Une voie d’avenir : l’autoconservation ovocytaire 

Il existe la possibilité (après stimulation de l’ovulation) de prélever des ovules et de les congeler (technique de la vitrification) pour les conserver puis les utiliser le jour où on peut ou souhaite avoir une grossesse.
En effet, les chances de grossesse sont d’autant plus élevées que la femme est plus jeune au moment où elle fait conserver ses ovules.

– A Monaco, cette technique -comme les autres techniques d’AMP- n’est pas pratiquée.
– En France, l’indication est actuellement limitée à une conservation avant traitement potentiellement stérilisant (chimio / radiothérapie ou chirurgie de  l’ovaire).
– Dans de nombreux pays, ce service est accessible pour toute femme jeune qui voudrait s’assurer de pouvoir procréer plus tard (autoconservation sociétale).

Cependant, ce sujet fait grand débat aussi bien d’un point de vue médical que sociétal et éthique…
 

A retenir
– De nombreux couples ne sont pas conscients qu’être jeune dans la vie ne veut pas dire être jeune pour procréer.
-Les chances de conception diminuent aussi bien pour la femme que pour l’homme de manière importante avec l’âge.

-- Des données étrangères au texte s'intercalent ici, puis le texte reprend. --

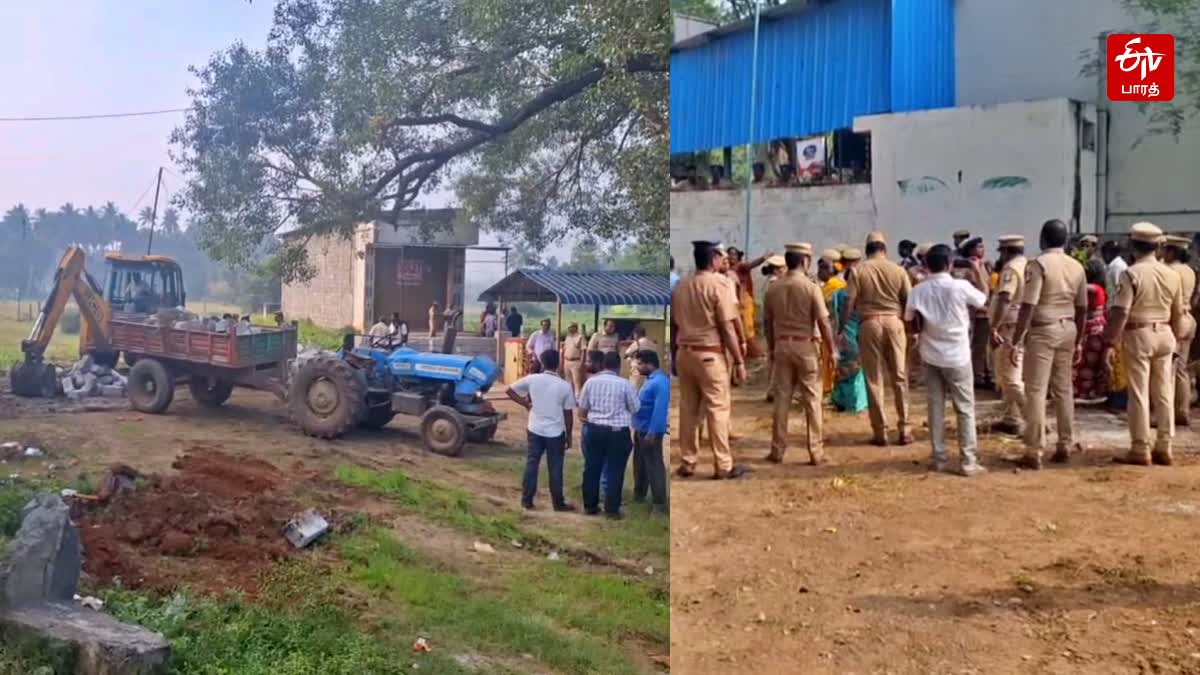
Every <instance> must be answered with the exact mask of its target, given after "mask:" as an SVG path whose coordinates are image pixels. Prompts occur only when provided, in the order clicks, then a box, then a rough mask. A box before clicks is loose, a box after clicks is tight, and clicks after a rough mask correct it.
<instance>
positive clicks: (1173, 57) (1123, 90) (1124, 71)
mask: <svg viewBox="0 0 1200 675" xmlns="http://www.w3.org/2000/svg"><path fill="white" fill-rule="evenodd" d="M1105 70H1106V74H1108V90H1109V100H1111V101H1144V102H1145V101H1170V100H1172V98H1175V37H1174V36H1172V35H1170V34H1141V35H1130V34H1118V35H1110V36H1109V37H1108V67H1106V68H1105Z"/></svg>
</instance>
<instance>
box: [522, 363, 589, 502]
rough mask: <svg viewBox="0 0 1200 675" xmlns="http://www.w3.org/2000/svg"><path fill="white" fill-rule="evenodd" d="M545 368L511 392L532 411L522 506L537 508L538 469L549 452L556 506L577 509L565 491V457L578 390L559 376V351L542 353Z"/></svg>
mask: <svg viewBox="0 0 1200 675" xmlns="http://www.w3.org/2000/svg"><path fill="white" fill-rule="evenodd" d="M541 368H542V371H541V372H536V374H534V375H527V376H524V377H522V378H521V380H517V381H516V382H514V383H512V386H511V387H509V390H508V395H509V398H510V399H512V400H514V401H516V402H517V404H518V405H520V406H522V407H524V408H526V410H527V411H529V424H528V425H527V430H528V431H529V435H528V437H529V447H528V450H527V454H526V470H524V478H523V480H522V485H521V506H522V507H524V508H526V509H533V498H534V496H536V494H538V471H539V468H540V467H541V455H546V465H547V471H548V473H550V496H551V501H552V502H553V504H554V510H560V512H563V510H575V506H574V504H570V503H568V502H566V497H565V495H564V494H563V461H564V458H565V455H566V449H568V448H570V447H571V432H572V426H574V424H575V417H574V413H572V412H571V411H574V410H575V392H574V390H572V389H571V386H570V384H569V383H568V382H566V381H565V380H563V378H562V377H559V376H558V351H557V350H547V351H545V352H542V353H541Z"/></svg>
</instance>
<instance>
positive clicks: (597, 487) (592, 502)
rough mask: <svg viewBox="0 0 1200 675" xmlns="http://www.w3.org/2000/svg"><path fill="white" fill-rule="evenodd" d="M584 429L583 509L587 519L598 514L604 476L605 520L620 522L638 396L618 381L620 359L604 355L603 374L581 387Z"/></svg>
mask: <svg viewBox="0 0 1200 675" xmlns="http://www.w3.org/2000/svg"><path fill="white" fill-rule="evenodd" d="M578 407H580V413H581V416H582V418H583V424H584V426H586V429H587V431H586V434H587V444H586V446H584V448H583V509H584V512H586V513H587V514H588V515H599V514H600V476H601V474H607V477H608V485H607V489H606V490H605V498H604V502H605V503H604V510H605V516H606V518H610V519H612V520H619V519H620V518H623V516H622V514H620V497H622V490H623V488H624V482H625V465H626V464H628V462H629V454H630V452H632V449H634V446H632V440H631V438H630V435H629V429H630V426H631V425H632V424H634V413H635V412H637V407H638V402H637V394H636V393H635V392H634V386H632V384H630V383H629V381H628V380H624V378H622V377H620V356H619V354H618V353H616V352H606V353H605V356H604V370H602V371H600V372H599V374H598V375H595V376H593V377H589V378H588V381H587V382H586V383H584V384H583V390H582V392H581V393H580V401H578Z"/></svg>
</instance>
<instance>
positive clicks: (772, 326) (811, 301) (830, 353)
mask: <svg viewBox="0 0 1200 675" xmlns="http://www.w3.org/2000/svg"><path fill="white" fill-rule="evenodd" d="M803 250H804V245H794V246H788V247H787V252H786V253H785V256H784V257H785V261H786V263H787V275H785V276H784V279H781V280H779V281H776V282H775V283H773V285H772V286H770V288H769V289H768V291H767V297H766V298H764V300H763V306H764V311H766V319H764V321H766V330H767V344H768V346H769V348H770V351H772V352H773V353H774V356H775V380H776V387H778V389H779V392H778V393H779V396H778V398H776V399H775V414H774V428H773V431H772V436H770V454H769V455H767V461H773V462H776V464H779V462H782V461H784V454H785V453H786V452H787V412H788V408H790V407H791V402H792V395H793V394H794V392H796V389H797V388H799V392H800V405H803V406H804V418H805V422H806V424H808V449H809V464H811V465H814V466H816V465H818V464H826V462H827V461H828V459H827V458H826V454H824V449H823V442H822V432H821V401H822V398H823V396H822V392H821V351H820V350H818V348H817V340H823V342H824V348H826V350H828V353H830V354H833V353H834V346H833V330H832V329H830V328H829V310H828V309H827V307H826V304H824V298H823V297H822V294H821V288H820V287H817V285H816V283H814V282H812V280H811V279H809V276H808V274H806V273H805V270H804V267H803V263H804V259H805V257H811V255H812V246H811V245H808V252H806V253H803V252H800V251H803ZM818 331H820V336H818Z"/></svg>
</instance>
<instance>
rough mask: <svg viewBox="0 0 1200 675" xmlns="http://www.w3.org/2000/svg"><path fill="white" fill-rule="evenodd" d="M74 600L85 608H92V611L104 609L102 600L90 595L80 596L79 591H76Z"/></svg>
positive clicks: (101, 599)
mask: <svg viewBox="0 0 1200 675" xmlns="http://www.w3.org/2000/svg"><path fill="white" fill-rule="evenodd" d="M74 601H76V602H77V603H79V604H82V605H83V607H85V608H88V609H90V610H94V611H101V610H103V609H104V601H102V599H100V598H96V597H92V596H86V597H84V596H80V595H79V593H76V597H74Z"/></svg>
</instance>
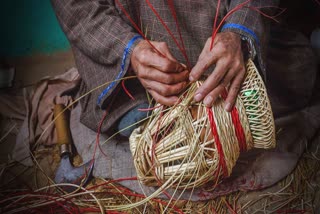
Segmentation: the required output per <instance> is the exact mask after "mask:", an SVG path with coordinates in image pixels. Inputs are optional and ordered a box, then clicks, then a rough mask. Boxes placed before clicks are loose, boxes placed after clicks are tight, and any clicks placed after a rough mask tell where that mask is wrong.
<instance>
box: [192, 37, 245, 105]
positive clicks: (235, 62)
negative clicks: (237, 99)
mask: <svg viewBox="0 0 320 214" xmlns="http://www.w3.org/2000/svg"><path fill="white" fill-rule="evenodd" d="M210 44H211V37H210V38H209V39H208V40H207V42H206V44H205V46H204V48H203V50H202V52H201V54H200V56H199V59H198V62H197V63H196V65H195V66H194V67H193V68H192V70H191V72H190V77H189V78H190V81H196V80H198V79H199V78H200V77H201V75H202V74H203V73H204V72H205V71H206V70H207V69H208V68H209V67H210V66H211V65H213V64H215V65H216V66H215V68H214V70H213V72H212V73H211V74H210V75H209V76H208V78H207V79H206V80H205V81H204V83H203V84H202V85H201V86H200V87H199V88H198V90H197V91H196V93H195V97H194V99H195V101H197V102H199V101H201V100H203V103H204V104H205V105H206V106H208V107H211V106H212V105H213V104H214V102H215V101H216V99H217V98H218V96H219V95H220V94H221V92H222V91H223V90H225V88H227V87H228V89H229V90H228V91H229V93H228V97H227V98H226V100H225V109H226V110H227V111H231V110H232V108H233V106H234V104H235V101H236V98H237V95H238V92H239V90H240V87H241V84H242V82H243V80H244V76H245V71H246V70H245V65H244V60H243V54H242V50H241V38H240V36H239V35H238V34H236V33H233V32H222V33H218V34H217V35H216V38H215V40H214V43H213V48H212V50H211V51H210Z"/></svg>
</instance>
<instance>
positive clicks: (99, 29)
mask: <svg viewBox="0 0 320 214" xmlns="http://www.w3.org/2000/svg"><path fill="white" fill-rule="evenodd" d="M51 2H52V5H53V8H54V10H55V13H56V16H57V18H58V20H59V22H60V25H61V27H62V29H63V31H64V32H65V34H66V36H67V37H68V39H69V41H70V43H71V44H72V46H73V47H76V48H77V49H78V50H80V51H81V52H82V53H83V54H84V55H86V56H87V57H89V58H90V59H91V60H92V61H94V62H95V63H97V64H101V65H102V66H104V67H106V68H109V70H116V71H117V72H113V73H112V74H111V73H109V74H108V73H106V74H104V75H100V76H99V79H98V80H97V78H96V77H95V76H94V75H90V72H92V71H79V72H87V73H85V74H84V73H80V75H81V77H82V79H83V81H84V82H85V84H86V85H87V87H88V89H93V88H95V87H97V86H99V85H100V84H102V83H105V82H108V81H110V80H113V79H116V78H121V77H123V76H124V75H125V74H126V71H127V69H128V67H129V64H130V55H131V53H132V50H133V48H134V47H135V45H136V44H137V43H138V42H139V41H140V40H142V37H140V35H139V34H138V33H136V32H135V31H134V29H133V28H132V27H131V26H130V25H129V23H127V22H126V21H125V20H124V19H122V18H121V16H120V15H119V11H118V9H117V8H116V7H115V5H114V3H112V2H113V1H111V0H106V1H98V0H90V1H87V0H51ZM125 52H126V57H125V59H124V55H125ZM121 71H122V72H121ZM116 85H117V84H113V85H111V86H112V87H111V88H110V90H108V93H103V91H104V92H106V90H103V91H102V93H101V94H100V97H97V104H98V105H102V103H103V101H104V99H106V98H107V97H108V95H109V94H110V93H111V92H112V91H113V90H111V89H114V88H115V86H116Z"/></svg>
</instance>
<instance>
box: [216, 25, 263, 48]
mask: <svg viewBox="0 0 320 214" xmlns="http://www.w3.org/2000/svg"><path fill="white" fill-rule="evenodd" d="M226 29H237V30H240V31H242V32H244V33H245V34H249V35H250V36H251V37H252V38H253V39H254V40H255V42H256V43H257V45H260V41H259V39H258V37H257V35H256V34H255V33H254V32H253V31H252V30H250V29H249V28H247V27H245V26H243V25H240V24H235V23H227V24H225V25H223V27H222V29H221V31H224V30H226Z"/></svg>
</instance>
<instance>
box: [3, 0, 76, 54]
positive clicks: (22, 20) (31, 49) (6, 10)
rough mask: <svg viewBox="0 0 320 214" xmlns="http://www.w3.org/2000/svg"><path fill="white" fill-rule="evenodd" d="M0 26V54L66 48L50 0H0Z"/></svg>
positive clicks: (65, 41)
mask: <svg viewBox="0 0 320 214" xmlns="http://www.w3.org/2000/svg"><path fill="white" fill-rule="evenodd" d="M0 26H1V30H0V32H1V33H0V56H6V57H16V56H28V55H33V54H52V53H55V52H59V51H66V50H68V49H69V48H70V46H69V43H68V41H67V39H66V37H65V35H64V33H63V32H62V31H61V28H60V26H59V23H58V22H57V19H56V17H55V14H54V11H53V9H52V7H51V3H50V0H7V1H2V2H1V7H0Z"/></svg>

– Il faut se poser régulièrement la question de son désir de devenir parent notamment au moment du renouvellement de la contraception. 
– Il faut consulter son gynécologue ou un spécialiste de la fertilité sans perdre de temps si la femme a plus de 35 ans et si une grossesse ne survient pas dans les 6 mois après l’arrêt de la contraception. 

Avoir une vie saine avec notamment absence de consommation tabagique permet d’optimiser toutes les chances surtout pour des grossesses plus tardives.